Background of the Study
The adoption of International Financial Reporting Standards (IFRS) has been a key initiative in improving financial reporting quality across countries, including Nigeria. The move towards IFRS is expected to enhance transparency, comparability, and consistency in financial reporting, which in turn should impact the financial performance of companies, especially listed firms. However, the exact nature of the relationship between IFRS compliance and the financial performance of Nigerian listed companies remains uncertain. This study aims to examine how compliance with IFRS affects the financial performance of these companies.
Statement of the Problem
Despite the benefits associated with IFRS adoption, including improved transparency and comparability, some firms in Nigeria have struggled with full compliance, resulting in challenges in their financial reporting practices. It remains unclear whether the implementation of IFRS has a direct or indirect impact on the financial performance of Nigerian companies listed on the Nigerian Stock Exchange (NSE). This study seeks to investigate the relationship between IFRS compliance and the financial performance of Nigerian listed companies.

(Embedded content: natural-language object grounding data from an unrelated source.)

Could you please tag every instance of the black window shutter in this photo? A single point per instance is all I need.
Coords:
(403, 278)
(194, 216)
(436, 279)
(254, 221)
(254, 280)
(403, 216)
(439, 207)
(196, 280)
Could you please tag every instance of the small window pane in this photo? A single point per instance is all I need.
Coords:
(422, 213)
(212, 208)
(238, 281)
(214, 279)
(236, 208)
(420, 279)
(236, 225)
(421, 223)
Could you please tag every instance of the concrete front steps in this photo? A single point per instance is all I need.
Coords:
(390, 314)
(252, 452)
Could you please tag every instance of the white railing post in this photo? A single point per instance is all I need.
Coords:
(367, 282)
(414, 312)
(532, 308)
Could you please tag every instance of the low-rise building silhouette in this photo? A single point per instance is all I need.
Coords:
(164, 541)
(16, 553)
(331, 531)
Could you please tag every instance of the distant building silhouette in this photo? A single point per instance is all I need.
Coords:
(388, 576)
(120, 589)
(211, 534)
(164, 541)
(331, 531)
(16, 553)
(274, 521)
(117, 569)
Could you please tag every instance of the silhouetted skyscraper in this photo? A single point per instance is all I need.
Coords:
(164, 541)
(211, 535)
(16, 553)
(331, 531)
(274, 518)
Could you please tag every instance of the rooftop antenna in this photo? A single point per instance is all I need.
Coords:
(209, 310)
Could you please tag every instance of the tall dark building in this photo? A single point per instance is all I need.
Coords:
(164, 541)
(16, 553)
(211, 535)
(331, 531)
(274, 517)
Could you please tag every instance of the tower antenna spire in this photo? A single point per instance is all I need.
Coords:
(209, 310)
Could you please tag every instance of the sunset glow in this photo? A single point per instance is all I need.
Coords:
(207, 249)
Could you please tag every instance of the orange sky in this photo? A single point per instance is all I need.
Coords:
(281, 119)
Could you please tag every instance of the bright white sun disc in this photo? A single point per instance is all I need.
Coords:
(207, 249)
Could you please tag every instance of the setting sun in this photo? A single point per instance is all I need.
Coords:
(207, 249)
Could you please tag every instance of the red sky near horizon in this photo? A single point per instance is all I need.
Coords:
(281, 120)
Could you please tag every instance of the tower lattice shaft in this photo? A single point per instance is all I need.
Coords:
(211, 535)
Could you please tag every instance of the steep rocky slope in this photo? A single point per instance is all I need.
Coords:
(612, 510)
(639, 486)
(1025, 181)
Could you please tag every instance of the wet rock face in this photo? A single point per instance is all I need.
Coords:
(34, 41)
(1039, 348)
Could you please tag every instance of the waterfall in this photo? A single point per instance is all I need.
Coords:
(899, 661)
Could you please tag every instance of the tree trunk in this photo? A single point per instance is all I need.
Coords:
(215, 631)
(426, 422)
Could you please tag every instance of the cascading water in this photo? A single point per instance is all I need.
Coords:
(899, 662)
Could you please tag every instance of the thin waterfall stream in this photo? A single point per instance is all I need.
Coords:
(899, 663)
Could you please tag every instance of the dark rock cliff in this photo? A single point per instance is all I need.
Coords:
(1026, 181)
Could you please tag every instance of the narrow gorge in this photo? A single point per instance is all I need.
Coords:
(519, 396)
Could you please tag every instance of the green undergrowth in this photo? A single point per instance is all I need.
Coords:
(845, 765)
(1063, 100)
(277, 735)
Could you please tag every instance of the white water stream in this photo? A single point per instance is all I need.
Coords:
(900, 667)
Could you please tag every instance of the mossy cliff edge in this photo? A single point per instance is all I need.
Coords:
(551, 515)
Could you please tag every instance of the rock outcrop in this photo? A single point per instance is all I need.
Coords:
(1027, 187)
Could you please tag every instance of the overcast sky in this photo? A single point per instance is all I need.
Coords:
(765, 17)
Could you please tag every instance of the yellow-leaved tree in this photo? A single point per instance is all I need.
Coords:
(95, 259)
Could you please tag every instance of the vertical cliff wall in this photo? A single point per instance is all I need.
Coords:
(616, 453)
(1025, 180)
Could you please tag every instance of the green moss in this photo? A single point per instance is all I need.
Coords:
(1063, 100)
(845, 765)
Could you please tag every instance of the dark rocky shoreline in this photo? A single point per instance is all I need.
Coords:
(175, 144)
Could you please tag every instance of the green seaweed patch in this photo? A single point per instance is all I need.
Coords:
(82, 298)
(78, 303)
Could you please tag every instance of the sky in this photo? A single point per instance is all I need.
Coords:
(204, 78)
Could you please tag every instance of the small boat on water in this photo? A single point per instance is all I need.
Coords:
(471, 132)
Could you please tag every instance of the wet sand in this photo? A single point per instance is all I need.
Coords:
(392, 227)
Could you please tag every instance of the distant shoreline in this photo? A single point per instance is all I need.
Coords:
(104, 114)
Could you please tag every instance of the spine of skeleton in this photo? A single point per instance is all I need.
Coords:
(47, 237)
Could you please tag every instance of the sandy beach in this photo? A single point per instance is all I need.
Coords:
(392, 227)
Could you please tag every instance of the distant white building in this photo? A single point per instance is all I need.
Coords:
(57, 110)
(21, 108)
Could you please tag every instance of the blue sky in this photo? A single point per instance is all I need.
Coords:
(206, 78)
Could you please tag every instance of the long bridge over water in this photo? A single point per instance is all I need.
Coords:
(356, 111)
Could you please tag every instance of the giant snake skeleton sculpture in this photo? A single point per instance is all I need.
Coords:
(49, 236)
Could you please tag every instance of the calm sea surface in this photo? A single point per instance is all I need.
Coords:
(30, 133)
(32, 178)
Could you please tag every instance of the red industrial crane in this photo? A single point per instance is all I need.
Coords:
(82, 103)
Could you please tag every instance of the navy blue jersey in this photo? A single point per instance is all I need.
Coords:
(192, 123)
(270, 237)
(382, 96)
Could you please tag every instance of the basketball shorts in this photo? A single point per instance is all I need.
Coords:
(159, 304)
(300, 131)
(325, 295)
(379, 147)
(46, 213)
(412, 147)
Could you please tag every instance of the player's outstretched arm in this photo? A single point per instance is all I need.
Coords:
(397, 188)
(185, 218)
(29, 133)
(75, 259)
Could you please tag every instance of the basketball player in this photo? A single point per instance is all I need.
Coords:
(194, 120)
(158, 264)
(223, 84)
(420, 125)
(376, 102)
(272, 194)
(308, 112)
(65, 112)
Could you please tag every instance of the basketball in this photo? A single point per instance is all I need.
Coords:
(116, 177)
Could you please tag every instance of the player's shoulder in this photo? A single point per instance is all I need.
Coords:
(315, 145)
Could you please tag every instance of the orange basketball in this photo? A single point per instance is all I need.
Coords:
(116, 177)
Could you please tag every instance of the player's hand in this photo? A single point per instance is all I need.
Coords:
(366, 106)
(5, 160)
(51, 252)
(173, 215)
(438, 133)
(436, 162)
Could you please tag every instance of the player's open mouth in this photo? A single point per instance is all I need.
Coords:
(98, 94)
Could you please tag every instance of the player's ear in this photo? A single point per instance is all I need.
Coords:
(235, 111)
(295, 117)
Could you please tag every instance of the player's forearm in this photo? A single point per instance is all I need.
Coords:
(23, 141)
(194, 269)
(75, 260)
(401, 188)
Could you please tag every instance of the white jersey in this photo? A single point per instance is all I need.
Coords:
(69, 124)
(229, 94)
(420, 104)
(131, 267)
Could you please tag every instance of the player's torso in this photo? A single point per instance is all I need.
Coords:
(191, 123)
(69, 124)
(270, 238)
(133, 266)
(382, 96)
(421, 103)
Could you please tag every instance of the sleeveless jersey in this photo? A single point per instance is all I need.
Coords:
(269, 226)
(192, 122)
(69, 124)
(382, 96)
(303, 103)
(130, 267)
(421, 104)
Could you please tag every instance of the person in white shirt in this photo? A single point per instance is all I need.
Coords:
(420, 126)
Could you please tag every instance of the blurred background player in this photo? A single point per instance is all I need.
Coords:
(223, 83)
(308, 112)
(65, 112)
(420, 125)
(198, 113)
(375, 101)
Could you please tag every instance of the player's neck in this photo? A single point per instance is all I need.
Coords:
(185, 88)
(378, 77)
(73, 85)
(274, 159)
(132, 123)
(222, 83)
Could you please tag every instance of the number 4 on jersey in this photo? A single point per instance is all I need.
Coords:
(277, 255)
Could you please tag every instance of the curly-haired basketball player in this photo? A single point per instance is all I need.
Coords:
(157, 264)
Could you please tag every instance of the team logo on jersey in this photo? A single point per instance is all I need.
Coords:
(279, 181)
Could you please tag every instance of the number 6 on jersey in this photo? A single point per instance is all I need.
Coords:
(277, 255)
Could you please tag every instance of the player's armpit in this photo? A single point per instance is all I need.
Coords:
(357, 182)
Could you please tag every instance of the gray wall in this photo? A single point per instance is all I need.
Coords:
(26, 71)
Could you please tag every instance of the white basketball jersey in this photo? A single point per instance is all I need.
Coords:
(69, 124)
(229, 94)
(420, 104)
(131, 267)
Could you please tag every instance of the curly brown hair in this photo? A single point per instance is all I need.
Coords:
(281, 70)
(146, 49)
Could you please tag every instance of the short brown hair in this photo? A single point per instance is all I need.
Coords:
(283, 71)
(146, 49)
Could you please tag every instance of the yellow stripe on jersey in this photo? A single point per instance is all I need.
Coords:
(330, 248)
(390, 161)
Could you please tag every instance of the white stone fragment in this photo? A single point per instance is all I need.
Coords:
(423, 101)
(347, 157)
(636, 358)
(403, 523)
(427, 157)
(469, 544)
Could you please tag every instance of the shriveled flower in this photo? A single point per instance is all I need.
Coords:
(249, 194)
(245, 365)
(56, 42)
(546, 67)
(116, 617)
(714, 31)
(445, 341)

Aim and Objectives of the Study
Aim:
To examine the relationship between IFRS compliance and the financial performance of Nigerian listed companies.
Objectives:
To analyze the impact of IFRS compliance on key financial performance indicators, such as profitability, liquidity, and asset management.
To assess whether full IFRS compliance results in improved financial performance for Nigerian listed companies.
To identify factors that influence the degree of IFRS compliance in Nigerian listed companies.
Research Questions
What is the relationship between IFRS compliance and the financial performance of Nigerian listed companies?
How does compliance with IFRS affect key performance indicators of Nigerian listed companies?
What factors contribute to the level of IFRS compliance in Nigerian listed companies?
Research Hypotheses
There is a positive relationship between IFRS compliance and the financial performance of Nigerian listed companies.
Companies that fully comply with IFRS exhibit better financial performance compared to those with partial or non-compliance.
The level of IFRS compliance is influenced by factors such as company size, industry, and financial resources.
Significance of the Study
This study will provide insight into the tangible benefits (or challenges) of IFRS compliance for Nigerian listed companies in terms of their financial performance. The findings will be valuable to regulators, investors, and corporate managers in understanding how IFRS adoption may improve (or hinder) company performance.
Scope and Limitation of the Study
The study will focus on Nigerian companies listed on the Nigerian Stock Exchange (NSE), as they are mandated to adopt IFRS. Limitations may include the difficulty in measuring the direct impact of IFRS compliance on financial performance due to other external factors influencing company performance.
Definition of Terms
IFRS Compliance: Adhering to the standards and principles set out by the International Financial Reporting Standards in the preparation and presentation of financial statements.
Financial Performance: The ability of a company to generate revenue and profit, typically measured using financial ratios such as return on assets (ROA), return on equity (ROE), and profitability margins.
Listed Companies: Companies whose shares are publicly traded on a stock exchange, such as the Nigerian Stock Exchange (NSE).